OmniEVA: Embodied Versatile Planner via Task-Adaptive 3D-Grounded and Embodiment-aware Reasoning
Recent advances in multimodal large language models (MLLMs) have opened new opportunities for embodied intelligence, enabling multimodal understanding, reasoning, and interaction, as well as continuous spatial decision-making. Nevertheless, current MLLM-based embodied systems face two critical limitations. First, Geometric Adaptability Gap: models trained solely on 2D inputs or with hard-coded 3D geometry injection suffer from either insufficient spatial information or restricted 2D generalization, leading to poor adaptability across tasks with diverse spatial demands. Second, Embodiment Constraint Gap: prior work often neglects the physical constraints and capacities of real robots, resulting in task plans that are theoretically valid but practically infeasible. To address these gaps, we introduce OmniEVA – an embodied versatile planner that enables advanced embodied reasoning and task planning through two pivotal innovations: (1) a Task-Adaptive 3D Grounding mechanism, which introduces a gated router to perform explicit selective regulation of 3D fusion based on contextual requirements, enabling context-aware 3D grounding for diverse embodied tasks. (2) an Embodiment-Aware Reasoning framework that jointly incorporates task goals and embodiment constraints into the reasoning loop, resulting in planning decisions that are both goal-directed and executable. Extensive experimental results demonstrate that OmniEVA not only achieves state-of-the-art general embodied reasoning performance, but also exhibits a strong ability across a wide range of downstream scenarios. Evaluations of a suite of proposed embodied benchmarks, including both primitive and composite tasks, confirm its robust and versatile planning capabilities. Project page: https://omnieva.github.io
💡 Research Summary
OmniEVA tackles two fundamental shortcomings of current multimodal large language model (MLLM)‑based embodied systems: a geometric adaptability gap and an embodiment constraint gap. The former arises because models trained only on 2‑D inputs lack sufficient spatial information for tasks that require rich 3‑D reasoning, while existing 3‑D‑LLMs inject geometry in a static, task‑agnostic manner, leading to unnecessary computation and noisy embeddings when 3‑D data is irrelevant.
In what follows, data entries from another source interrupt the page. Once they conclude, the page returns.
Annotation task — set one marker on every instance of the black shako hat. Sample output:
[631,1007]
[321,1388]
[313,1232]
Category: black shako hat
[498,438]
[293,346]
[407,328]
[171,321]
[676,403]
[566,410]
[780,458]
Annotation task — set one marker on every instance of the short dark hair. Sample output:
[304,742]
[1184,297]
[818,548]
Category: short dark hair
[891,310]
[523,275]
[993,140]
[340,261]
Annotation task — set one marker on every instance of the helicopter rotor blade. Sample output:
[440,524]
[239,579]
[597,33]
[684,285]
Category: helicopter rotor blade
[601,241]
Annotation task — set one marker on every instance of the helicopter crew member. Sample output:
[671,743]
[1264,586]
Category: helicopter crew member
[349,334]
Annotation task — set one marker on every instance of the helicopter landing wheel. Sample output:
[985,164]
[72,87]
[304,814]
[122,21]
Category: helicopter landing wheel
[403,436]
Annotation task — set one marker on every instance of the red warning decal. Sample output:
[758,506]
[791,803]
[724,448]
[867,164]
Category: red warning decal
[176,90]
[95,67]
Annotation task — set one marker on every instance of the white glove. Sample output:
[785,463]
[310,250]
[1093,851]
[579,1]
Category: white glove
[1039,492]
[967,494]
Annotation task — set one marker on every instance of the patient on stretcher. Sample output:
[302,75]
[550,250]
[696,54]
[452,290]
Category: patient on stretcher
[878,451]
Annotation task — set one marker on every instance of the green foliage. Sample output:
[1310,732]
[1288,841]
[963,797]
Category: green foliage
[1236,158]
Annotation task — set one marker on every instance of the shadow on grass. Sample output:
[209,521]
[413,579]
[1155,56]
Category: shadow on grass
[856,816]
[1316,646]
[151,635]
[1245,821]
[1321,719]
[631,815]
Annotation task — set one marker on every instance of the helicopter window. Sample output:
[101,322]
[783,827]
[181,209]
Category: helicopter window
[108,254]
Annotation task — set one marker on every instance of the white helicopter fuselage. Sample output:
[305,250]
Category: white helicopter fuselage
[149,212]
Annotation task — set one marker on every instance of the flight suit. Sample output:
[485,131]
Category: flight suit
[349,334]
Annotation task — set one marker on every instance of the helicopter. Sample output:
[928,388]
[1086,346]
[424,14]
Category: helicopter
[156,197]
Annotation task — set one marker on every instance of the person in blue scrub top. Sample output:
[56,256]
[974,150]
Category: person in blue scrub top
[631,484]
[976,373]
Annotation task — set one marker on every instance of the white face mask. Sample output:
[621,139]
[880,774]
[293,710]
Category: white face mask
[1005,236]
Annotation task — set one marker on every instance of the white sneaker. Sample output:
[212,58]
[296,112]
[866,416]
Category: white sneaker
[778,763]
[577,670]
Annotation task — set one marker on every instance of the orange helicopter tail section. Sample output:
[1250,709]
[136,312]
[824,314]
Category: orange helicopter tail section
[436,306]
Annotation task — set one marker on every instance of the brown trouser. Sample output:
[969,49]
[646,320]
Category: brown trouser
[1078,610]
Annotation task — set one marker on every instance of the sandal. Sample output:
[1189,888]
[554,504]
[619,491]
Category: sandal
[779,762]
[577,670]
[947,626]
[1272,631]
The latter stems from neglecting the physical capabilities and limits of real robots—such as joint ranges, workspace boundaries, and object affordances—causing generated plans to be theoretically correct but practically infeasible.
OmniEVA introduces two complementary innovations to close these gaps. First, a Task‑Adaptive 3‑D Grounding mechanism employs a gated router (TA‑GR) that decides, on a per‑sample basis, whether to fuse 3‑D positional encodings with the visual tokens of a Vision Transformer. Depth maps are projected into world coordinates using camera intrinsics/extrinsics, averaged per image patch, and sinusoidally encoded to produce a 3‑D token tensor Vp. The router receives a task embedding (via a lightweight sentence transformer) and a global scene descriptor (average‑pooled visual features), concatenates them, and passes them through an MLP to obtain gate logits. A Gumbel‑Softmax hard gate (g∈{0,1}) either adds Vp to the visual tokens (g=1) or leaves the visual stream untouched (g=0). This dynamic mixture‑of‑experts approach ensures that 3‑D information is leveraged only when the task truly demands it, preserving efficiency for purely 2‑D queries.
Second, an Embodiment‑Aware Reasoning framework integrates task goals, environmental context, and robot physical constraints into the reasoning loop. After the TA‑GR pre‑training stage, OmniEVA undergoes supervised fine‑tuning on a hybrid dataset covering 2‑D VQA, video‑based scene understanding, and 3‑D grounding, establishing a strong general embodied reasoning foundation (OmniEVA‑Base). The final stage applies Task‑and‑Embodiment‑aware GRadient‑based Policy Optimization (TE‑GRPO), a reinforcement‑learning fine‑tuning that incorporates a reward function penalizing violations of joint limits, workspace collisions, and affordance mismatches. The gate parameters remain frozen, while the language model and embodiment‑aware module are updated, preserving pretrained linguistic knowledge while learning executable plans.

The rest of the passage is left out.